To do so, Lenchner developed a sequence of problems that offered just enough of a challenge to stimulate students and help them attain confidence and competence in math.

“George got kids to say, ‘Give me the next problem!’ That’s a great gift,” Rubillo said.

Steven Leinwand, who was a math teacher and director of mathematics for Connecticut public schools for 22 years, was a calculus student of Lenchner’s in the mid-1960s. He now studies math education as a principal analyst for the Washington, D.C.-based American Institutes for Research.

“George was responsible for instilling in me a love of mathematics and mathematics teaching,” Leinwand said. “His gift was he communicated both his love of the beauty of mathematics and the practicality of mathematics. He had his head in the sky and his feet on the ground.”

Lenchner was born in Hartford, Conn., but moved to New York City as a child.

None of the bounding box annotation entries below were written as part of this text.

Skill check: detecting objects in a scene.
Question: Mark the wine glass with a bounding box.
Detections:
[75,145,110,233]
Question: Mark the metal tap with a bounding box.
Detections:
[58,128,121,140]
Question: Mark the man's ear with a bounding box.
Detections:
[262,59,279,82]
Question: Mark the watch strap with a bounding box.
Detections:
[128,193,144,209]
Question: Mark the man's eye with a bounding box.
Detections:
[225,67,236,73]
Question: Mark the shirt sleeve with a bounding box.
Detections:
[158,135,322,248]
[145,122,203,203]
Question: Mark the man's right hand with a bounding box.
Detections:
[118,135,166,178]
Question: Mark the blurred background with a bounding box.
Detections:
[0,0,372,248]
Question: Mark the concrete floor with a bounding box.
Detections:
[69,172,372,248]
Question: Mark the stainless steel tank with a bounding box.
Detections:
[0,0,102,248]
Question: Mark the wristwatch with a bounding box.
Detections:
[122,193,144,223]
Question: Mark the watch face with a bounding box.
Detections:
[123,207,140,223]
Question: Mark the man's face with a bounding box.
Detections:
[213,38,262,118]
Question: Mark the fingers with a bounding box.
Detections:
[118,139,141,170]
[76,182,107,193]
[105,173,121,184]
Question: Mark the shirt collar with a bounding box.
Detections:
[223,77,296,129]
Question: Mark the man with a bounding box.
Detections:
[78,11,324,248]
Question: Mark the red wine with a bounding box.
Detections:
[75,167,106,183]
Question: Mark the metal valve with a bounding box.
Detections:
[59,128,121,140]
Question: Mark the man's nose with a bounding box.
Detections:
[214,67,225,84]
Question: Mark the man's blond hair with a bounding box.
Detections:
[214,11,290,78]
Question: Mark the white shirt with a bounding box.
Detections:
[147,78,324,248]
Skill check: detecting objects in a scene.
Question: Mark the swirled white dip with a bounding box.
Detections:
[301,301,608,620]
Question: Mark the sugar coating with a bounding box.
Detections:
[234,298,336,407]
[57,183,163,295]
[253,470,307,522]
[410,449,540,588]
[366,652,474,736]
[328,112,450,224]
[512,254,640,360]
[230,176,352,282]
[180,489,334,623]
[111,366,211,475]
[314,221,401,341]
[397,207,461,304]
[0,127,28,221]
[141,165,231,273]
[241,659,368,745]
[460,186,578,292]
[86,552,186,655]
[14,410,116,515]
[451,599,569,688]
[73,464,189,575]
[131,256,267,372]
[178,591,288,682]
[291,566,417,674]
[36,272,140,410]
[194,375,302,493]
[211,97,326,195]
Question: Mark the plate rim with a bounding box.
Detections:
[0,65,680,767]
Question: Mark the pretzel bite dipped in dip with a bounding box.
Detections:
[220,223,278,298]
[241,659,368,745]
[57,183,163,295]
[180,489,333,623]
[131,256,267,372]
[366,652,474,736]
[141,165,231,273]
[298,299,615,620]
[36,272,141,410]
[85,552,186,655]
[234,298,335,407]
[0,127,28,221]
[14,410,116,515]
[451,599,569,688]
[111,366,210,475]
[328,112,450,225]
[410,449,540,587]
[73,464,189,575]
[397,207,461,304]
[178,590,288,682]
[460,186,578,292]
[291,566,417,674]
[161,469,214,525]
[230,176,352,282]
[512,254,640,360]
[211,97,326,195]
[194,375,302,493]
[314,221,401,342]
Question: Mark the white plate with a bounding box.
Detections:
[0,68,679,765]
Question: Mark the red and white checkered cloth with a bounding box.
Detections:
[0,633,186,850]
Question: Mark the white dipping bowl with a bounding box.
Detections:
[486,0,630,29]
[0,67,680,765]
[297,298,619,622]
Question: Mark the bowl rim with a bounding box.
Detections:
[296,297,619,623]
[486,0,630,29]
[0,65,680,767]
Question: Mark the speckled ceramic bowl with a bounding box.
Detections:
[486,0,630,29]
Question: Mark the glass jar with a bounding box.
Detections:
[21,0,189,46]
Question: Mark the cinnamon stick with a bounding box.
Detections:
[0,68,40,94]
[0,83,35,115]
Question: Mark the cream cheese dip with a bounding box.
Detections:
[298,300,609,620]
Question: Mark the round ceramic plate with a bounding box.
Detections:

He was a member of a championship math team in high school and studied classical piano, but gave up thoughts of a professional concert career to attend City College of New York from 1936 to 1939.

A weapons instructor and company commander in the 29th Ranger Battalion of the Army’s 116th Infantry Division, he was severely injured while leading his company in the second-wave landing on Omaha Beach on D-day, the June 6, 1944, Allied invasion of Nazi-held France. He spent a year recovering in British and American hospitals and was awarded the Purple Heart and Bronze Star.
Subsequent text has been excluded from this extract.